Сейчас, однако, Шолому было не до смеха. Можно себе представить, с какой горечью в сердце ушел он от поэта. Этим злоключением, однако, его первый вылет не кончился. Настоящие бедствия, которые ему суждено было претерпеть в его первом большом путешествии, только начинались.
Хозяин заезжего дома толкует о протекциях. – Герой делает визит киевскому казенному раввину. – Его направляют к «ученому еврею» при генерал-губернаторе. – Рассеянное существо. – Протекция к известному адвокату Купернику.
Чужой человек в большом городе, как в лесу.
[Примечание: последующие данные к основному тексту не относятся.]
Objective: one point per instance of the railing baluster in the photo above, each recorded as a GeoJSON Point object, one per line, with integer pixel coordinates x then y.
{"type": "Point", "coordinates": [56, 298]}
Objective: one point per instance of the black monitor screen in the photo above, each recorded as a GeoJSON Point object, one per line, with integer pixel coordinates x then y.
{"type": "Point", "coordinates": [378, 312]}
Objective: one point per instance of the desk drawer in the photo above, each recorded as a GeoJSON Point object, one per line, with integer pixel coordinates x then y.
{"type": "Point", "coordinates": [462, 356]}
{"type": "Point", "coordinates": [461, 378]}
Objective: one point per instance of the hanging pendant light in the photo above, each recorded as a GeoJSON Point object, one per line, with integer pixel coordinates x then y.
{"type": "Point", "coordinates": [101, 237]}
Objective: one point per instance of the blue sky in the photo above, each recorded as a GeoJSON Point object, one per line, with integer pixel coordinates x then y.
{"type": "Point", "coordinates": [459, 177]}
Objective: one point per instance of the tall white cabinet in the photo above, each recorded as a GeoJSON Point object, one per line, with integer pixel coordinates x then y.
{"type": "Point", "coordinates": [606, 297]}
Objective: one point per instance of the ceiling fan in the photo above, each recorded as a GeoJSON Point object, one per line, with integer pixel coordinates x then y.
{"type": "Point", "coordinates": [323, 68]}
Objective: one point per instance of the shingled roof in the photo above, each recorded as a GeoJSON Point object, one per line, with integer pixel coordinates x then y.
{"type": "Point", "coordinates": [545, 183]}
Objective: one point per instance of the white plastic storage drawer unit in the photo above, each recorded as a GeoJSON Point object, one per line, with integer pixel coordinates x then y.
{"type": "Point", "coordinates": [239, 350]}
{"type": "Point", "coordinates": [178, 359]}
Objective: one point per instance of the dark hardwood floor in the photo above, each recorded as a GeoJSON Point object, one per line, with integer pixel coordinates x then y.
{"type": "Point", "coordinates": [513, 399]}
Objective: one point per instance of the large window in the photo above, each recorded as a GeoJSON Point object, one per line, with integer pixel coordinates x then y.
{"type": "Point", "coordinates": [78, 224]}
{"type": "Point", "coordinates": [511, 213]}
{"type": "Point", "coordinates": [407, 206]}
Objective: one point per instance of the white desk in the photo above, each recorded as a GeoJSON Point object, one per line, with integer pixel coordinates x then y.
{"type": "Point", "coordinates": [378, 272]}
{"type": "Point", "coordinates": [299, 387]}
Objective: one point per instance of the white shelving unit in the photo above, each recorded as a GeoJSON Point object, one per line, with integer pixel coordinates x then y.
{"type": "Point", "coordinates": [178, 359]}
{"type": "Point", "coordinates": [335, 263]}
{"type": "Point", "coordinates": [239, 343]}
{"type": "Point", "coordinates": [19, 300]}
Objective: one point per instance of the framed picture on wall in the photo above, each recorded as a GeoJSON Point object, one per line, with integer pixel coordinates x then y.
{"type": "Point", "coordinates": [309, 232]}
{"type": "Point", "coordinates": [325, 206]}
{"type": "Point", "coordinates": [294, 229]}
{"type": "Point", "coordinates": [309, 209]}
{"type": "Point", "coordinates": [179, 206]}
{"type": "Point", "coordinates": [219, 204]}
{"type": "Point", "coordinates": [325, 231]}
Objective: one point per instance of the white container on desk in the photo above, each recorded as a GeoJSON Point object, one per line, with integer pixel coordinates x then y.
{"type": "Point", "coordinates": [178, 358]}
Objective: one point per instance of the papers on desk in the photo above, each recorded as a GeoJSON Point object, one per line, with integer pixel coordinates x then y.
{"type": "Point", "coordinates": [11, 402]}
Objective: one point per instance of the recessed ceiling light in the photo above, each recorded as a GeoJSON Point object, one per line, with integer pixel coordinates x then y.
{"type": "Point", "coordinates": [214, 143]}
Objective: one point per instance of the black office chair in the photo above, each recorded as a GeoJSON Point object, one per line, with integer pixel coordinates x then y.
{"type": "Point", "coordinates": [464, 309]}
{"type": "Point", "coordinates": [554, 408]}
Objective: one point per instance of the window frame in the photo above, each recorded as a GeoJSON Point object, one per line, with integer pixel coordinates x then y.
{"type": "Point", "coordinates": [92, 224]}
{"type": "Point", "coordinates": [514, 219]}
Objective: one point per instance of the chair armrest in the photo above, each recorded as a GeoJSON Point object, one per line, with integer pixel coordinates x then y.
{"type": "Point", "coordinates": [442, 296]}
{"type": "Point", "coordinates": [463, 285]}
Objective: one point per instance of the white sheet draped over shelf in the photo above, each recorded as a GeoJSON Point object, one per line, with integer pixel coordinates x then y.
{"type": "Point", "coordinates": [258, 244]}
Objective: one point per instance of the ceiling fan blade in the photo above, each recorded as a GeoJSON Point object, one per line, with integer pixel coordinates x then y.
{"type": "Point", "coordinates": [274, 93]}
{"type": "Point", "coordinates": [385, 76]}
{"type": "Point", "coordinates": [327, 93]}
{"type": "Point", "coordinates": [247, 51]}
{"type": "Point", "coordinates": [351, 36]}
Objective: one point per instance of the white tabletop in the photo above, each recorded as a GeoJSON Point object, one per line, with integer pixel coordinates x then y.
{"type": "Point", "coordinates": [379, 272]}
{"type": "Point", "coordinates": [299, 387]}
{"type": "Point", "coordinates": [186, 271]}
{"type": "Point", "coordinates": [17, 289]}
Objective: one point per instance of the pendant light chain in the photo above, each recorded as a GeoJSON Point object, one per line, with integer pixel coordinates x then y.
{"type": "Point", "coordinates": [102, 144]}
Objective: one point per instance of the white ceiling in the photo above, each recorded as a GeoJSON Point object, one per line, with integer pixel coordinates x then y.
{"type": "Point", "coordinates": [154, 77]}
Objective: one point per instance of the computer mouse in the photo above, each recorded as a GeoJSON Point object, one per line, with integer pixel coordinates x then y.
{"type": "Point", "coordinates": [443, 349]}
Нигде не чувствуешь себя так одиноко, как в лесу. Никогда и нигде герой этого жизнеописания не чувствовал себя так одиноко, как в ту пору в Киеве. Люди в этом большом городе как бы сговорились не оказывать юному гостю и признаков гостеприимства, – ни капли теплоты. Все лица нахмурены. Все двери закрыты. Пусть бы хоть люди, что мельтешили перед глазами, не были так разодеты по-барски в дорогие шубы, не носились бы в великолепных санях, запряженных горячими рысаками! Пусть бы хоть дома не отличались такой роскошью и великолепием. Пусть бы лакеи и швейцары у дверей не смотрели так нагло и не хохотали прямо в лицо. Все бы Шолом простил, только бы над ним не смеялись. А ему как назло казалось, что все смеются над ним, все, даже хозяин заезжего дома Алтер Каневер, который был в чести у начальства только благодаря тому, что его постояльцы не имели «правожительства» и не смели приезжать в святой Киев-град.
Разговаривая, этот человек имел привычку глядеть не в глаза собеседнику, а куда-то мимо него, и легкая усмешка играла при этом в его седых усах. К юному постояльцу он ухитрялся обращаться ни на «ты», ни на «вы»; ловко изворачиваясь, как акробат, он обходился вовсе без этих слов. Передаю здесь один разговор между старым седовласым хозяином заезжего дома и его юным постояльцем.
Старик, усмехаясь, смотрит вниз, и скручивая цыгарку, говорит визгливым сладеньким голоском.
Хозяин. – Что слышно?
Постоялец. – А что может быть слышно?
Хозяин. – Как дела?
Постоялец. – Какие могут быть дела?
Хозяин. – Я хочу сказать, что мы тут в Киеве делаем?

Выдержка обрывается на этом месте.